白天彩灯还没布置好。工作人员扛着工具,爬上手脚架,搭那湖边的巨型莲花灯。
林梦俭坐在人民公园长椅上看时间,怕天黑得太晚,又怕自己约的不是时候。然而文月渠准时出现,穿着和冬季校服没什么两样的黑色长款羽绒服,背着瘪书包,手里还提了个纸袋子。
林梦俭起身去迎,止不住地想对她笑,然而一牵动嘴就疼起来。
“你拔完牙了?”
文月渠盯着他的脸看。
“嗯,前几天去拔了最后一颗,”林梦俭苦笑着捂着脸,有些不好意思,“还是很肿吗?”
“还好,不仔细看也看不出来。哦对了,”文月渠直接把纸袋递给他,“这个送给你,谢谢你借了我那么多书。”
林梦俭低头看,一眼就认出那是同款空白本,惊喜异常。
“你专门又跑回去找了?”
“那倒也不是,”文月渠缩起冻僵的手,“和朋友逛街的时候在路边文具店偶然找到的。店家说是存货,刚好剩这本。”
“最后一本?”林梦俭感动又犹豫,“那你以后……”
“没事,”文月渠满不在乎地摇头,沿着江边慢慢走,“我当时本来也只是随便买的一本。我很容易厌倦,所以每个本子都不一样。接着用别的空白本就行了。”
“哦哦,这样啊,谢谢你……”
林梦俭珍惜地提着袋子,忽然想起自己也带了礼物。他慌忙从背包里找出礼物盒,只有鞋盒的一半大,也是牛皮纸包的。
“我刚好前几天去工坊,就做了这个,希望你以后能用得上……”
文月渠立即道谢,下意识向他确认:“我现在可以直接打开吗?”
林梦俭一点头,文月渠就拆开盒子,拿起里面打磨光滑的杯子来。说是木头做的,但握在手里沉甸甸的,带着暗紫色的光泽,又像是玉石,底部雕刻了一圈图案。

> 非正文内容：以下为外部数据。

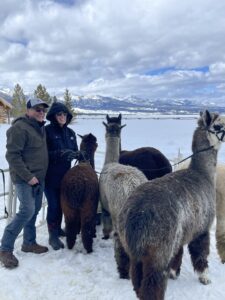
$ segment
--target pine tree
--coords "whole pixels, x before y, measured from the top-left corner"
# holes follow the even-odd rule
[[[18,83],[14,87],[12,106],[12,116],[14,118],[26,112],[26,97],[23,93],[23,89]]]
[[[73,116],[75,116],[75,111],[73,109],[73,104],[72,104],[72,97],[68,89],[65,90],[64,101],[66,107],[72,112]]]
[[[35,97],[45,101],[48,105],[51,105],[52,99],[49,93],[47,92],[45,86],[39,84],[36,90],[34,91],[34,95]]]

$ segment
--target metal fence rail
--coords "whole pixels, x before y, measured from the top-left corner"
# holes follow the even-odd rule
[[[5,169],[3,170],[3,172],[5,174],[9,173],[9,169]],[[4,205],[1,205],[0,221],[7,220],[7,223],[9,223],[17,212],[17,202],[18,202],[16,191],[10,176],[8,176],[7,187],[4,187],[3,189],[5,190],[5,192],[0,193],[1,203],[3,204],[4,202]],[[45,196],[43,195],[42,208],[37,218],[39,224],[37,225],[42,225],[46,222],[46,206],[47,206],[47,201]],[[7,214],[5,213],[5,209],[7,211]]]

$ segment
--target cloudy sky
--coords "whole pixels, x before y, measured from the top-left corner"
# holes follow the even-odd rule
[[[0,88],[223,99],[224,0],[1,0]]]

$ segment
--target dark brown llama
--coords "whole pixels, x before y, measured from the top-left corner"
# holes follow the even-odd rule
[[[221,142],[225,142],[225,118],[206,110],[193,135],[189,167],[141,184],[121,208],[118,233],[140,299],[164,299],[171,268],[179,274],[185,244],[199,281],[210,283],[209,229],[215,216]]]
[[[65,217],[68,248],[73,248],[76,236],[81,232],[84,248],[90,253],[95,236],[99,197],[98,177],[94,170],[94,153],[98,144],[96,137],[91,133],[79,136],[82,139],[80,151],[84,157],[65,174],[62,180],[61,205]]]
[[[116,123],[121,125],[122,115],[118,117],[106,116],[107,123]],[[121,150],[121,146],[120,146]],[[138,168],[142,171],[148,180],[162,177],[172,172],[172,166],[169,160],[162,152],[153,147],[141,147],[132,151],[121,150],[119,163]]]

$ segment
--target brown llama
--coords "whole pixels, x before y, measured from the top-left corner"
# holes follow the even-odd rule
[[[141,184],[121,208],[118,233],[140,299],[164,299],[170,270],[179,273],[185,244],[199,281],[210,283],[209,229],[215,217],[215,173],[222,142],[225,118],[206,110],[193,135],[189,167]]]
[[[76,236],[81,232],[84,248],[90,253],[95,237],[99,197],[98,177],[94,170],[94,153],[98,144],[96,137],[91,133],[79,136],[82,139],[80,151],[84,157],[81,157],[79,164],[71,168],[62,180],[61,205],[68,248],[73,248]]]
[[[121,125],[122,115],[119,114],[118,117],[109,117],[107,115],[106,120],[108,124],[116,123]],[[138,168],[148,180],[162,177],[172,172],[169,160],[162,152],[153,147],[141,147],[132,151],[121,150],[119,163]]]

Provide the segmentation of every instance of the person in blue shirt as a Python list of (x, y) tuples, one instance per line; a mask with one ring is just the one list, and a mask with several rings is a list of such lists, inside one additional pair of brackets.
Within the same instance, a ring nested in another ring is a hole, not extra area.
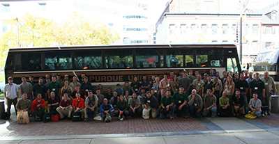
[(107, 102), (107, 99), (104, 99), (104, 103), (100, 106), (100, 112), (105, 122), (108, 122), (112, 121), (112, 111), (114, 110), (114, 109), (112, 104)]
[(124, 90), (121, 87), (120, 87), (120, 84), (116, 84), (116, 88), (114, 89), (114, 92), (117, 93), (117, 95), (120, 96), (121, 95), (124, 95)]
[(150, 82), (149, 81), (147, 81), (147, 78), (146, 76), (144, 76), (142, 77), (142, 81), (140, 83), (142, 85), (142, 88), (145, 88), (145, 91), (149, 91), (149, 89), (151, 88), (151, 84)]

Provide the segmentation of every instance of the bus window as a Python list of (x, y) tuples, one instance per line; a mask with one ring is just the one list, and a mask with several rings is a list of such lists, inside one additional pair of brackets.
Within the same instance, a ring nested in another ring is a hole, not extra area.
[(107, 68), (133, 67), (133, 51), (105, 51)]
[(8, 55), (7, 61), (6, 61), (6, 69), (13, 69), (13, 67), (14, 54), (9, 54)]
[(197, 65), (199, 67), (221, 67), (223, 50), (197, 50)]
[(21, 60), (22, 70), (42, 70), (42, 56), (40, 53), (22, 53)]
[(193, 51), (172, 49), (167, 51), (167, 66), (169, 67), (183, 67), (183, 55), (186, 66), (193, 66)]
[(183, 67), (183, 51), (174, 49), (167, 51), (167, 67)]
[(160, 65), (159, 65), (158, 62), (159, 58), (163, 60), (162, 54), (160, 52), (161, 51), (158, 50), (148, 50), (146, 49), (137, 50), (135, 56), (137, 67), (163, 67), (164, 65), (163, 61), (160, 61)]
[(186, 67), (194, 66), (194, 56), (192, 51), (186, 51), (186, 54), (185, 55), (185, 65)]
[(269, 72), (276, 72), (277, 71), (276, 65), (269, 65), (269, 66), (267, 66), (267, 71), (269, 71)]
[(237, 68), (236, 60), (235, 58), (227, 58), (227, 69), (228, 72), (239, 72)]
[(269, 71), (269, 72), (276, 72), (277, 67), (276, 65), (257, 65), (255, 66), (254, 70), (257, 71)]
[(72, 69), (71, 53), (45, 53), (45, 64), (46, 70), (70, 70)]
[(98, 69), (103, 67), (102, 52), (86, 51), (75, 52), (75, 69)]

“虽然是木头做的,但是刷了大漆,不用怕发霉,也不容易坏。”
林梦俭看文月渠低头摸索着杯子,又有些忐忑。
“准备完了才想起好像不能送杯子……”
“为什么?因为悲剧?”
文月渠把杯子翻过来仔细看,“我不信那些。”
她用指腹在图案上慢慢挪动,感受那不平整。一只卡通狗站在中间,和一群猫手拉手。
“为什么只有一只狗?这个好像是比格犬?挺可爱的,就是眼神想刀人。”
“因为……”林梦俭走过石板桥,说得很小声,“我第一次见你就觉得你像比格。上次你说你的朋友像猫……”
林梦俭看着她的背影,鼓起勇气。
“我要转学了,明天上午飞回老家。希望以后,你能一直和朋友们在一块,天天开心。”
文月渠忽然停在桥上,回头惊愕地看向他,心中隐隐的预感成为现实。黄昏在她身后晕染开来,斑斓的溪流在她脚下一去不返。

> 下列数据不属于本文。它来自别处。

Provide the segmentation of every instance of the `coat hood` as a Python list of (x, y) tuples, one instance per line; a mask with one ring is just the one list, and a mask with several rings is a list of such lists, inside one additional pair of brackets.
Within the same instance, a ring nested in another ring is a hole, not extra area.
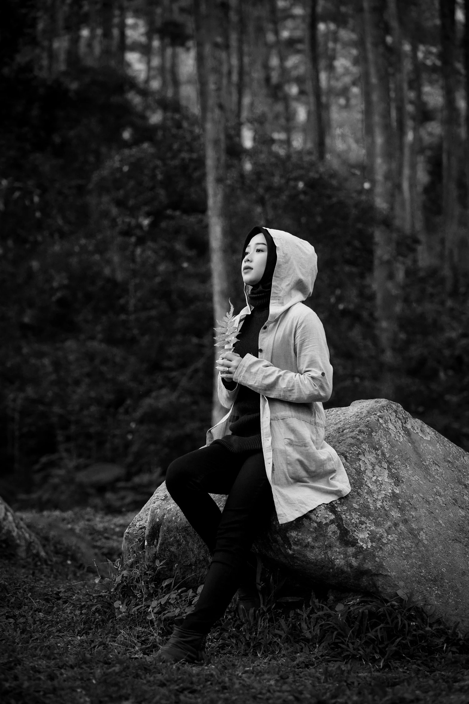
[[(318, 273), (318, 258), (314, 247), (305, 240), (281, 230), (265, 229), (277, 251), (269, 313), (269, 320), (274, 320), (295, 303), (311, 296)], [(249, 305), (248, 291), (246, 285), (245, 293)]]

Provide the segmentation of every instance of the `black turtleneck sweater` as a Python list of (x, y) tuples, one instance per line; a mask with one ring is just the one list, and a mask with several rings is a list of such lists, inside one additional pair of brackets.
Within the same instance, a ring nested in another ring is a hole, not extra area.
[[(235, 343), (233, 351), (240, 357), (252, 354), (259, 356), (259, 333), (269, 318), (270, 290), (256, 293), (251, 291), (249, 302), (254, 306), (250, 315), (246, 315), (238, 335), (238, 341)], [(233, 382), (223, 383), (226, 388), (235, 388)], [(261, 451), (261, 414), (260, 396), (248, 386), (240, 384), (236, 401), (230, 416), (229, 429), (231, 435), (225, 435), (219, 440), (214, 441), (214, 444), (223, 445), (230, 452)]]

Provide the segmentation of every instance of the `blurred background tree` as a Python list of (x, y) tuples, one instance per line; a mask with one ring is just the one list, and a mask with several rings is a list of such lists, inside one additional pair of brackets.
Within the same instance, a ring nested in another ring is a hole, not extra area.
[(4, 0), (0, 494), (139, 508), (203, 444), (255, 224), (316, 249), (329, 405), (469, 449), (468, 32), (467, 0)]

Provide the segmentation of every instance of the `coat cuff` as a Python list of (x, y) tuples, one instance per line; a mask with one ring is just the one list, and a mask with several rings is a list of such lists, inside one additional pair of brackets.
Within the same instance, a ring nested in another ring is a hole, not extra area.
[[(247, 354), (243, 358), (240, 362), (238, 368), (235, 373), (233, 375), (233, 381), (236, 382), (236, 384), (243, 384), (246, 379), (246, 376), (249, 376), (249, 365), (251, 360), (257, 359), (255, 357), (253, 354)], [(245, 386), (245, 384), (244, 384)]]
[(238, 396), (238, 384), (233, 389), (226, 389), (219, 372), (217, 382), (218, 400), (225, 408), (231, 408)]

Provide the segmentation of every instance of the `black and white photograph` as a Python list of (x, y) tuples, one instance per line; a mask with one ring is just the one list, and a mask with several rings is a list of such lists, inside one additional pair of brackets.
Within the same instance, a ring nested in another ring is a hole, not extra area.
[(2, 0), (2, 704), (468, 704), (469, 0)]

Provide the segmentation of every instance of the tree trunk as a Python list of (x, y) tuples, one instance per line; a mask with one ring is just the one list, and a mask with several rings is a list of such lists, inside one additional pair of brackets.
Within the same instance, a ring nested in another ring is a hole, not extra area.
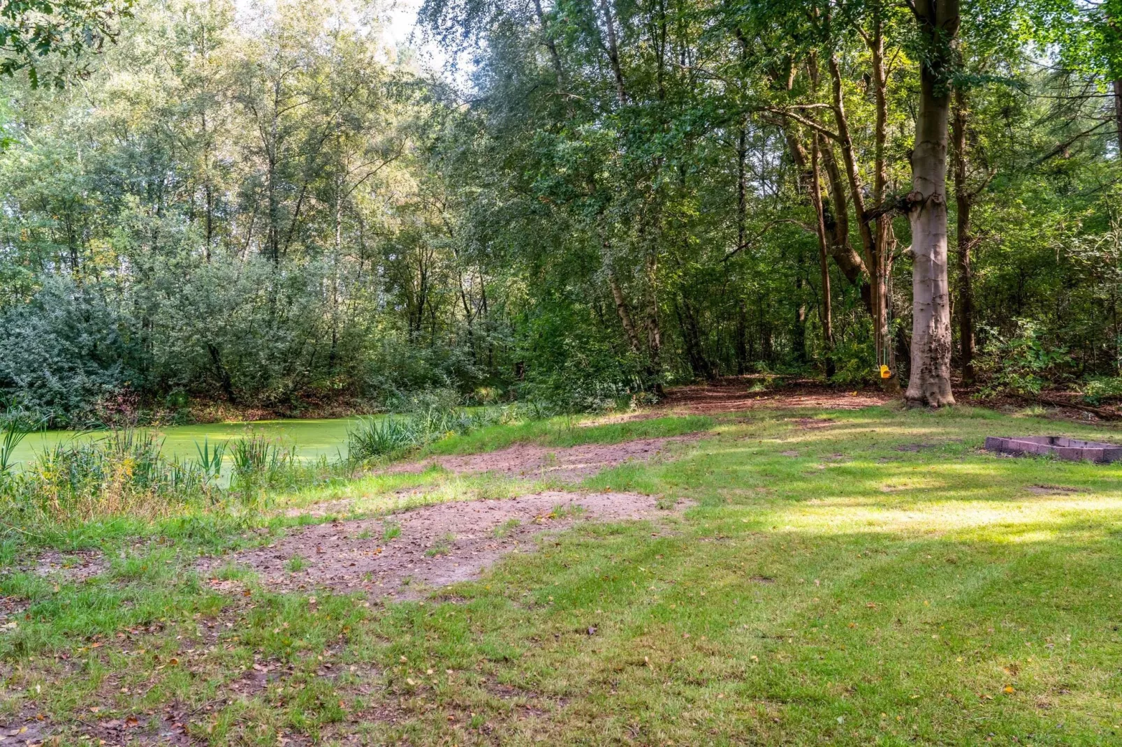
[[(873, 201), (880, 205), (884, 202), (888, 188), (888, 169), (884, 162), (884, 144), (888, 140), (888, 80), (884, 70), (884, 21), (880, 16), (880, 7), (875, 7), (873, 16), (873, 34), (868, 37), (872, 53), (873, 99), (876, 103), (876, 126), (874, 130), (873, 156)], [(870, 268), (873, 276), (872, 297), (875, 302), (873, 322), (875, 324), (876, 365), (889, 367), (889, 378), (882, 378), (884, 388), (892, 394), (900, 393), (900, 380), (896, 378), (896, 360), (892, 348), (889, 330), (889, 274), (892, 271), (891, 237), (892, 223), (889, 215), (877, 215), (873, 230), (872, 259), (875, 267)]]
[(826, 211), (822, 209), (822, 192), (818, 176), (818, 133), (811, 136), (810, 145), (810, 201), (815, 205), (815, 232), (818, 234), (818, 266), (821, 271), (821, 321), (822, 344), (826, 348), (826, 378), (836, 372), (834, 366), (834, 312), (830, 308), (830, 268), (826, 257), (829, 252), (829, 240), (826, 238)]
[(919, 0), (914, 13), (925, 42), (920, 61), (919, 113), (912, 151), (911, 377), (905, 399), (941, 407), (950, 393), (950, 292), (947, 283), (947, 118), (950, 109), (951, 43), (958, 33), (958, 0)]
[(853, 136), (849, 133), (849, 121), (845, 112), (845, 99), (842, 92), (842, 70), (835, 55), (828, 59), (830, 79), (834, 84), (834, 120), (838, 128), (838, 145), (845, 163), (846, 177), (849, 182), (849, 193), (853, 197), (853, 211), (857, 219), (861, 233), (861, 245), (865, 251), (865, 269), (870, 276), (870, 307), (873, 312), (873, 339), (876, 354), (874, 366), (885, 363), (888, 358), (888, 283), (886, 266), (880, 256), (877, 237), (870, 227), (868, 211), (865, 209), (865, 190), (857, 169), (857, 157), (854, 150)]
[(616, 278), (615, 270), (608, 270), (608, 285), (611, 286), (611, 298), (616, 303), (616, 314), (619, 315), (619, 323), (624, 325), (624, 332), (627, 333), (627, 344), (631, 347), (632, 352), (638, 356), (643, 352), (643, 343), (638, 338), (638, 331), (635, 329), (635, 322), (632, 321), (631, 312), (627, 310), (627, 301), (624, 298), (624, 290), (619, 287), (619, 280)]
[(1114, 127), (1118, 130), (1119, 158), (1122, 158), (1122, 79), (1114, 81)]
[(966, 94), (955, 91), (955, 117), (951, 125), (955, 142), (955, 202), (958, 245), (958, 344), (963, 380), (974, 381), (974, 290), (971, 269), (971, 208), (974, 195), (966, 184)]

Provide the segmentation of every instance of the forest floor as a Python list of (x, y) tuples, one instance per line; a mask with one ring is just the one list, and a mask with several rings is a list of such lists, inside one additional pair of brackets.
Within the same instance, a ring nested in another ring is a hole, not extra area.
[(1122, 431), (756, 388), (4, 541), (0, 747), (1122, 743)]

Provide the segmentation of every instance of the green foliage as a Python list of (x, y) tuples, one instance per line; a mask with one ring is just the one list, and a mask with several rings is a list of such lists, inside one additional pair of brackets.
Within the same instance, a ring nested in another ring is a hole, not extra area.
[(977, 361), (985, 381), (982, 396), (1039, 394), (1045, 381), (1056, 380), (1069, 361), (1067, 351), (1046, 340), (1034, 322), (1022, 320), (1017, 332), (1009, 336), (992, 329), (987, 333), (990, 339)]
[(1091, 379), (1082, 387), (1083, 398), (1088, 405), (1101, 405), (1109, 399), (1122, 397), (1122, 376), (1103, 376)]
[(542, 405), (506, 405), (465, 409), (447, 407), (439, 396), (421, 395), (416, 409), (405, 415), (361, 418), (347, 433), (347, 453), (352, 462), (398, 457), (453, 435), (467, 435), (497, 425), (541, 418)]
[(209, 497), (210, 476), (168, 460), (151, 432), (112, 430), (58, 442), (0, 480), (0, 505), (25, 525), (112, 516), (157, 518)]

林梦俭一口气说完,就低下了头,没听见动静,又悄悄抬头,瞧见文月渠的表情,难免羞怯起来。
“为什么突然要转学……”
文月渠移开视线,继续往前走。
他们走下桥,走进余晖里。
“因为拔完了最后一颗智齿,年也要过完了。”
他们对视了一眼,对真正的原因心知肚明。焦躁在脚步声中弥漫开来。文月渠紧攥着牛皮纸盒,焦虑着最后的问题。
“我一直很想问你,”文月渠的声音在抖,急迫却又忽然心生惧意,“高一的时候,我看到你给崩溃大哭的李桃溪递纸。我一直以为你们认识,但后面才发现你对陌生人都心软。所以,军训的时候你明明都不认识我,到底为什么要说我笑得很傻?”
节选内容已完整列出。